True "hammmer finishing" is "hand forging" your shape in steel and from start to finish. In swords, blades and horseshoes, how far can you go? All the way is the answer. If raw forging, Medevil flare appeals to you, This is Tight, Sick,or Rad or Whatever.

Short Sword
19.5 in. Blade, 26 in. overall

Examples that are shown have not been touched by a Grinder, File, or a Rasp. No shiny finish here. The edge of the blade and sword were dulled with a sander. The sword is mild steel fittings, ferrel, pommel and guard. The blade is 1060 steel, "medium carbon" hardened and tempered. The pommel and guard are seize fitted. The tang is nearly through 7/8s of the pommel, then pinned.

The handle is wood core with twisted wire hooked into notches in the wood. Tightly wrapped and I mean it doesn't move! Steel ferrels hold it in place, No glue, No expoxy,and No solder.
Saber Blade
32 in. at ricosso to point.

The guard, I believe is gray iron, some scrap that I thought was "Wrought" or "Puddle iron". The gray iron cracks badly on edges but adds character to this piece for me. If I make some of these, I will test it for durability. ...Future Video perhaps.

The only problem with hammer finish is getting it thin enough and not have it warp during hardening.
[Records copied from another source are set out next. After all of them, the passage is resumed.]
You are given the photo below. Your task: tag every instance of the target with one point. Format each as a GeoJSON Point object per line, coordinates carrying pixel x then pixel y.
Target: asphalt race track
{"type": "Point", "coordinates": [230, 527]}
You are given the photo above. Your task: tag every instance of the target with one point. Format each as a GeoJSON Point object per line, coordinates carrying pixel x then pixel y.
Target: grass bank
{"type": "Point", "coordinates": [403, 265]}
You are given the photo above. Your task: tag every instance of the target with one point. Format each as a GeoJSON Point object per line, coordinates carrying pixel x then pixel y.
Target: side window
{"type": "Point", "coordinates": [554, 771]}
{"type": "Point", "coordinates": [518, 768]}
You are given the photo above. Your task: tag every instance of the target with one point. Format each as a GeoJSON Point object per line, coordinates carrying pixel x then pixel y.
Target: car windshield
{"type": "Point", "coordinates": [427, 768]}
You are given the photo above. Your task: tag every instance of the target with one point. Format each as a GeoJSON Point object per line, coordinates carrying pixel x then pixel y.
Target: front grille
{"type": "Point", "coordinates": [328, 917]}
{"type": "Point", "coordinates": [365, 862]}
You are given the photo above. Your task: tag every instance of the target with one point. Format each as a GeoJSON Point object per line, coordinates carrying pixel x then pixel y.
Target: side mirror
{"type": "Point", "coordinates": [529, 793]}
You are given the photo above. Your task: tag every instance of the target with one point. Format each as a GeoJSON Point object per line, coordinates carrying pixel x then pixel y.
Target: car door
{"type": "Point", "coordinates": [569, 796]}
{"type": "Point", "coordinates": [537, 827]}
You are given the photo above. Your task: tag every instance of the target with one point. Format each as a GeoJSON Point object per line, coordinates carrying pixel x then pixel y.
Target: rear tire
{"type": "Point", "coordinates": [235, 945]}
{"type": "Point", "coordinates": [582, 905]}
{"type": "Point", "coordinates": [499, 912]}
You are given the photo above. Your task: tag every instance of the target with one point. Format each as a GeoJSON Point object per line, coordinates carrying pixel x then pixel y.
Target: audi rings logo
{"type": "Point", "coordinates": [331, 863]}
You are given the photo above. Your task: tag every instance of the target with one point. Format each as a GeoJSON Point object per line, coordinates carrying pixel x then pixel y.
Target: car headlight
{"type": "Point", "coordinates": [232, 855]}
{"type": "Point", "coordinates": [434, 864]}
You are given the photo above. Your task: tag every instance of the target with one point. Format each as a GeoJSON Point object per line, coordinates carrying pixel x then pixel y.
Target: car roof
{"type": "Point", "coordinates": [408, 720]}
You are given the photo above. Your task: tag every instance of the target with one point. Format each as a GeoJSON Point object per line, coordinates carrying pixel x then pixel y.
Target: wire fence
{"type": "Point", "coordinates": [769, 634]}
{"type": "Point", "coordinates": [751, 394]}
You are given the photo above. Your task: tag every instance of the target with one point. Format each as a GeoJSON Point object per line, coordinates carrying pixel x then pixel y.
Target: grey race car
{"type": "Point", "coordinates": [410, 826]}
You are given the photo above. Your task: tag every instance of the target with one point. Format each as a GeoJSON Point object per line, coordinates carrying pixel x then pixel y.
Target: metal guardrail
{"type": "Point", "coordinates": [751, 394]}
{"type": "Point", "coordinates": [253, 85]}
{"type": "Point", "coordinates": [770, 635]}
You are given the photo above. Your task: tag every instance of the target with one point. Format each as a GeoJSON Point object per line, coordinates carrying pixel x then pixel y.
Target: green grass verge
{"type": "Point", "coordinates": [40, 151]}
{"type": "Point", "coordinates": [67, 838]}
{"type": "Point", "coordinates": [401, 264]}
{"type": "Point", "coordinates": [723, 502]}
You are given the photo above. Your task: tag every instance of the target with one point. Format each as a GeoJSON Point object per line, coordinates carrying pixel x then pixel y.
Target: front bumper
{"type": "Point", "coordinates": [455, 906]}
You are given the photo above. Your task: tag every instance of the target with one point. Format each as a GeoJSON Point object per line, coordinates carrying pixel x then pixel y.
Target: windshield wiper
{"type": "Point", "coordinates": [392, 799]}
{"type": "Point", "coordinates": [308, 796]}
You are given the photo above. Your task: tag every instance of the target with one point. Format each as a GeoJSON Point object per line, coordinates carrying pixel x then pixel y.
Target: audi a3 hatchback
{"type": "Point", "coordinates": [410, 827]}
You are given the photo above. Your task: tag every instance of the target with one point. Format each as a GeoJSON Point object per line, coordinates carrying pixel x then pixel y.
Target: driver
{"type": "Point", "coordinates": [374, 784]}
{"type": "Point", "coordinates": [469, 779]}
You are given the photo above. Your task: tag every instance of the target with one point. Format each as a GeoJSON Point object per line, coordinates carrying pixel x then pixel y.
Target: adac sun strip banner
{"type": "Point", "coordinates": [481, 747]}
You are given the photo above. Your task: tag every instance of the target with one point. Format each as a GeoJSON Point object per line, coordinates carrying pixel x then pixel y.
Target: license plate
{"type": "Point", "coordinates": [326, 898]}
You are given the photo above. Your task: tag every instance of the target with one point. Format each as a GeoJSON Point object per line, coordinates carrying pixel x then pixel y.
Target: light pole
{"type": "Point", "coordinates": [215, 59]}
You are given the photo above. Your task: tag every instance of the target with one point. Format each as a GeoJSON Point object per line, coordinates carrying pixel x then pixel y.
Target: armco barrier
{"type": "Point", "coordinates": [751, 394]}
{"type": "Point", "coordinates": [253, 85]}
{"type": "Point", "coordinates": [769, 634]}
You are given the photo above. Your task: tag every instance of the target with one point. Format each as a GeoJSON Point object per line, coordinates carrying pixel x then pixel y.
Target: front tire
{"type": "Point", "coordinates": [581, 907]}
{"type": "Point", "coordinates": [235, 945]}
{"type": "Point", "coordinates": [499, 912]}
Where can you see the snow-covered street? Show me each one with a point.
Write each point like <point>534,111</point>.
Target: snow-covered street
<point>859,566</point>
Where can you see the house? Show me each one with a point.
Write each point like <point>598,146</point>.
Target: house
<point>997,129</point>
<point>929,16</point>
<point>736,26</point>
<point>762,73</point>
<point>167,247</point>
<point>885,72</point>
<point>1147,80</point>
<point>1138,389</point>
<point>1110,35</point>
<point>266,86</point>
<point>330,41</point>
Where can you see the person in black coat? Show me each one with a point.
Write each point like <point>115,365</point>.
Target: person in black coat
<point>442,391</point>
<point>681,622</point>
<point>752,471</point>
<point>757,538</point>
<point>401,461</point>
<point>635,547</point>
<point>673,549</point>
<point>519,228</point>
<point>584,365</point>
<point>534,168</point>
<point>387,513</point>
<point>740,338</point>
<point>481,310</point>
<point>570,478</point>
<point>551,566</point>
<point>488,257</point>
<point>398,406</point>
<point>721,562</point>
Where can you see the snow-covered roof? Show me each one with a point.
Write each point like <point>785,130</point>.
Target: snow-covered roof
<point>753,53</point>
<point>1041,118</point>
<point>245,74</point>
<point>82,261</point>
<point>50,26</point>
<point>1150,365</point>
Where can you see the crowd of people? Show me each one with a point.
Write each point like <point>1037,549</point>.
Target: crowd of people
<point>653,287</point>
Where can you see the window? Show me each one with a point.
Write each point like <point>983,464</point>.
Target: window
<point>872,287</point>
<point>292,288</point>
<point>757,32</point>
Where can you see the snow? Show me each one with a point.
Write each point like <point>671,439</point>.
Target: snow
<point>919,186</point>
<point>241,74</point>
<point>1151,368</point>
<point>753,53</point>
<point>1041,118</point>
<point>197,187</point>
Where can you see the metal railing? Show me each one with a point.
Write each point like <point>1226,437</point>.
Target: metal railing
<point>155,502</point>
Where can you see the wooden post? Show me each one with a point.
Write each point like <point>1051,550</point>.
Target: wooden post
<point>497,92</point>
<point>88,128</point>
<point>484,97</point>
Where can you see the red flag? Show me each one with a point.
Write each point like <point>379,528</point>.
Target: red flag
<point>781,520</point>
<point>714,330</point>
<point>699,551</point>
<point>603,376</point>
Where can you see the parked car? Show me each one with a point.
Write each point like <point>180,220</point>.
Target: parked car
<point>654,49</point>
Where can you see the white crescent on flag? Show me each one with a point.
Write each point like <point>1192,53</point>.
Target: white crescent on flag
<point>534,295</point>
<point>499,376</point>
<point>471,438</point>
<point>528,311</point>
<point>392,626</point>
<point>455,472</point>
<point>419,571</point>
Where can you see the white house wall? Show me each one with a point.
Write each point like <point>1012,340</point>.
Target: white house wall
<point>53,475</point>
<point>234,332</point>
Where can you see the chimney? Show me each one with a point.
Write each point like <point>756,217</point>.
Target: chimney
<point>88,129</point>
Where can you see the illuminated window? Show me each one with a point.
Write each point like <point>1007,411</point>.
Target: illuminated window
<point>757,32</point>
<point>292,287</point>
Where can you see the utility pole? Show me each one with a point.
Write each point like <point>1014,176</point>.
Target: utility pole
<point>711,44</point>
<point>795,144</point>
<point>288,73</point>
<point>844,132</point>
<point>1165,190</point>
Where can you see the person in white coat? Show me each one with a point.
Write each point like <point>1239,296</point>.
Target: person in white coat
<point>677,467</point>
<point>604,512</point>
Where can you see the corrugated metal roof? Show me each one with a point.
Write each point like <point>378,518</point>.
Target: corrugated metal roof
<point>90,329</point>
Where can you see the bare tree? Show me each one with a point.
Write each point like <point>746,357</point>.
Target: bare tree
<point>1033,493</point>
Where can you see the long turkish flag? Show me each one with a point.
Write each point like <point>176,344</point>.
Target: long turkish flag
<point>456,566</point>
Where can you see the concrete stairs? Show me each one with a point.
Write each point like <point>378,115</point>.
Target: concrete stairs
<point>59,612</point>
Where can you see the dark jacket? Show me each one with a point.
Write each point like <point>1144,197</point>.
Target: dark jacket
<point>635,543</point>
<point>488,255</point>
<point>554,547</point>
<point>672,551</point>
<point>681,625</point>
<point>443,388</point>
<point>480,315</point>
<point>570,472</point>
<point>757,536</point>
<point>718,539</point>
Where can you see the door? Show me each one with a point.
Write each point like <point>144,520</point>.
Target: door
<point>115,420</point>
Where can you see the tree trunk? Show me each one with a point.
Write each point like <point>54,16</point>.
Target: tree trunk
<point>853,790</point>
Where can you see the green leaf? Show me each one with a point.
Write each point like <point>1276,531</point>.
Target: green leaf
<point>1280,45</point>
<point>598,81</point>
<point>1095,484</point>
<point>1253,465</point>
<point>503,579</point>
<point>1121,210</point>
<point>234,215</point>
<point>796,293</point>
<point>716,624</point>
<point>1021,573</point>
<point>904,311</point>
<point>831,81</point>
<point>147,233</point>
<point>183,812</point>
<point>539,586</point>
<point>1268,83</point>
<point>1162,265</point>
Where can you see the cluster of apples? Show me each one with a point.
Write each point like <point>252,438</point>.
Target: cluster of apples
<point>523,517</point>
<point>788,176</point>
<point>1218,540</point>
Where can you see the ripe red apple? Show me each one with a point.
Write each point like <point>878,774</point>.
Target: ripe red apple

I use techniques that prevent and fix warping of blades during the hardening process, But that's more pages than I care to write at this time.

Bayonet style fighting blade
11.25 in. at ricosso to point

Horseshoes forged from 3/8" x 1" barstock and 1/2" x 1"
Large hind shoe with caulk and wedge

Half Shoe example-Brazed in forge diamond caulk on a Warmblood shoe

Moving on to Horseshoes,
Hammer finished horseshoes are common among competition Farriers-In fact it is routine. The better you are at it, The less filing the is, and if your good you don't even need that.
Some Blacksmiths are phenominal at this, prepping your anvil and hammer, with heat and hammer control make for smoother hammer finishes.